The conversion process

The audio conversion process is quickly and easily accomplished using Audacity 1.2.3 (http://audacity.sourceforge.net). Audacity 1.2.3 is a free audio editor that allows you to record, play, edit, mix, import, and export sounds in various formats. By first downloading a DSS file from the recorder and saving it to your computer’s hard drive in .wav format (using the Olympus software), you just need to open the file in Audacity 1.2.3 and resave it as .mp3. Using this process, a file can be converted from a “raw” DSS file to .mp3 in less than 5 minutes from start to finish.
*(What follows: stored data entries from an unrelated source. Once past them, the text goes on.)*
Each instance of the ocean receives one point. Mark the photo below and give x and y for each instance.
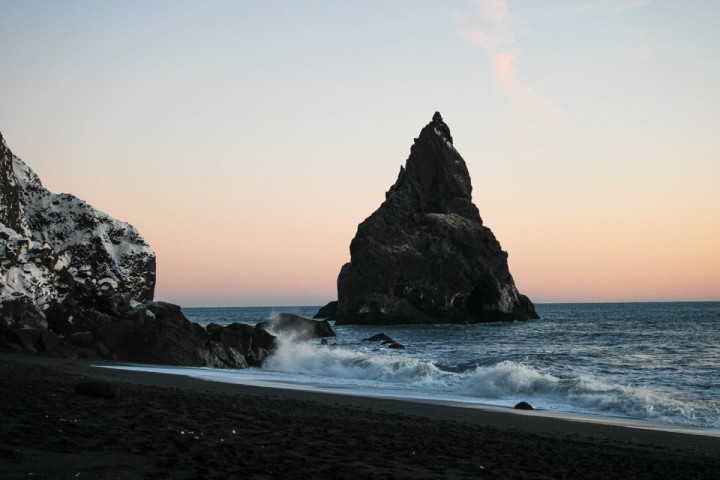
(652, 362)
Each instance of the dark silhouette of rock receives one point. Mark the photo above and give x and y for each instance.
(96, 390)
(298, 327)
(254, 343)
(425, 256)
(328, 312)
(384, 339)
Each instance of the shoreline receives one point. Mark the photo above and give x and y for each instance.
(181, 427)
(280, 388)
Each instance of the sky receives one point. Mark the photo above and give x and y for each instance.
(246, 140)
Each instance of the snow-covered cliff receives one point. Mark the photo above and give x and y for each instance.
(51, 244)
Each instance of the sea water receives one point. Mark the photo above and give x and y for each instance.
(657, 362)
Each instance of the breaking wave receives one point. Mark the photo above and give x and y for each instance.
(364, 369)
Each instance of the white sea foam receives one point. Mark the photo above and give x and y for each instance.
(620, 363)
(504, 383)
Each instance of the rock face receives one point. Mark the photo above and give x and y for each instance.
(75, 282)
(52, 245)
(425, 256)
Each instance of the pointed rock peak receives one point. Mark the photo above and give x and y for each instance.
(441, 127)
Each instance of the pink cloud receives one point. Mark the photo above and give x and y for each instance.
(491, 26)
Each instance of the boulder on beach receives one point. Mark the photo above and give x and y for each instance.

When we decided to make the transition to digital audio, our new research project was already in its pilot phase, so we gathered data solely on standard cassette tapes that were later converted to digital format. This process involved the use of the Audacity 1.2.3 software and what we fondly referred to as “the magic cable” (purchased for less than U.S.$5 at a local computer store); this cable has two male adapters, one to plug into the external speaker port on the cassette recorder and the other to plug into the microphone port on the back of the computer. Once digitized, all audio files were saved as .mp3s. The sound quality, however, was far superior with the Olympus digital recorders, as these eliminated all of the background white noise that is common with even the best analog tape recorders.
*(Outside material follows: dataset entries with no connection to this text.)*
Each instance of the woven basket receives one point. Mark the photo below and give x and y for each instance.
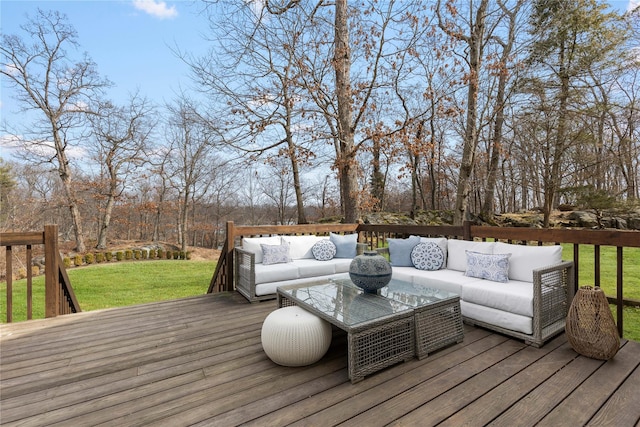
(590, 327)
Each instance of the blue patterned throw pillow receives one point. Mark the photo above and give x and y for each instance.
(494, 267)
(324, 250)
(427, 256)
(275, 254)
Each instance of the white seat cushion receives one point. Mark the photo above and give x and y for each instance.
(503, 319)
(313, 268)
(514, 296)
(276, 272)
(447, 280)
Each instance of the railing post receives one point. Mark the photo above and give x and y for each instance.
(231, 238)
(466, 229)
(9, 274)
(52, 281)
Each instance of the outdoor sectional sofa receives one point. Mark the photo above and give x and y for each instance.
(522, 291)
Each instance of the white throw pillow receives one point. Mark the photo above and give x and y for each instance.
(488, 266)
(400, 250)
(252, 244)
(525, 259)
(345, 244)
(427, 256)
(300, 246)
(457, 257)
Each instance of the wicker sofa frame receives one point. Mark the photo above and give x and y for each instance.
(549, 313)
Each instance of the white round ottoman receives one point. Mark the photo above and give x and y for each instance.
(292, 336)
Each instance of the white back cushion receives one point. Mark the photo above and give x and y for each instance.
(300, 246)
(525, 259)
(252, 244)
(456, 252)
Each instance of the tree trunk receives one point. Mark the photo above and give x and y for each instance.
(345, 159)
(65, 175)
(471, 127)
(496, 147)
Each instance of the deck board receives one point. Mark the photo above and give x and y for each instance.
(199, 361)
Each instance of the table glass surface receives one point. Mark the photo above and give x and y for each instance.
(411, 294)
(343, 301)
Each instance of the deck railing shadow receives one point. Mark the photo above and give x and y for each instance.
(59, 295)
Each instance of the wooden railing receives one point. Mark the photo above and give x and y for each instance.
(59, 295)
(375, 235)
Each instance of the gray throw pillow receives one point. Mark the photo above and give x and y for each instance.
(400, 251)
(275, 254)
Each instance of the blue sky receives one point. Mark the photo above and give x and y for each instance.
(130, 40)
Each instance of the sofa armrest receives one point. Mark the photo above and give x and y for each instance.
(360, 248)
(383, 251)
(245, 273)
(553, 291)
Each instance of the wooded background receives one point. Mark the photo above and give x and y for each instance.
(305, 110)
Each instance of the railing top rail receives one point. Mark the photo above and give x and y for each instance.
(246, 230)
(620, 238)
(436, 230)
(26, 238)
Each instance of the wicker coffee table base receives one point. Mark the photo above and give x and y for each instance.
(438, 325)
(373, 346)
Because multiple digital audio copies can be made in very little time, the “raw” data were readily available to any team member who had access to a computer and a link to our network (in this case, everyone working on the project). The recordings still needed to be organized, which meant the creation of a new audio database, but they were almost immediately accessible to all of our researchers. The new audio files also required storage, though not of the traditional boxes-and-file-cabinet variety. To ensure that we had sufficient storage for our new audio files, we purchased an external hard drive (approximately U.S.$250 for a 250 gigabyte system), which we linked with our network. All researchers were given read/write access to the hard drive, and when copies of files were requested, CDs or DVDs of the recordings were made. Again, we saved significant time when dubbing digital audio, which could be transferred to CD in a matter of minutes, as compared to an hour or more for making copies of analog tapes.

Using digital audio data

We are still experimenting with the recently released Atlas.ti 5.0 with respect to the coding and manipulation of digital audio data. For now, we have foregone complete transcription and have opted instead to code or flag the audio data and (when necessary) partially transcribe and save these files as memos linked with the recording segment. As the cost and timing of transcription no longer determine what we consider to be “useful data,” we have found that we are using our data differently and possibly even more efficiently in its digital form. For example, we can now analyze intervention sessions shortly after they take place, which allows us to examine group dynamics and other information that had previously been gleaned only from individual interviews. We have also started to record and analyze planning and update meetings on the project, information that we had never before used as data.

Perhaps the biggest change in our research has not just been what we are choosing to analyze but how that process evolves. Anyone who has ever listened to the recording of an interview and then read a transcript of the same interview can attest to the fact that it is a very different experience. Actually hearing an individual’s speech patterns (such as pauses, emphases, intensity, and tonal changes) produces a completely different “quality” of data than the written word alone. This can be a benefit for some researchers but also a disadvantage for those who find they are more visually oriented; strategies for finding a balance between the audio and the written versions are important to consider.

Overall, the cost of switching to digital audio required an initial outlay of approximately U.S.$1,500 (in software and hardware), as well as dozens of hours spent exploring the various electronic components and figuring out how they could all work together. In the end, this has been a worthwhile investment in time, energy, and money.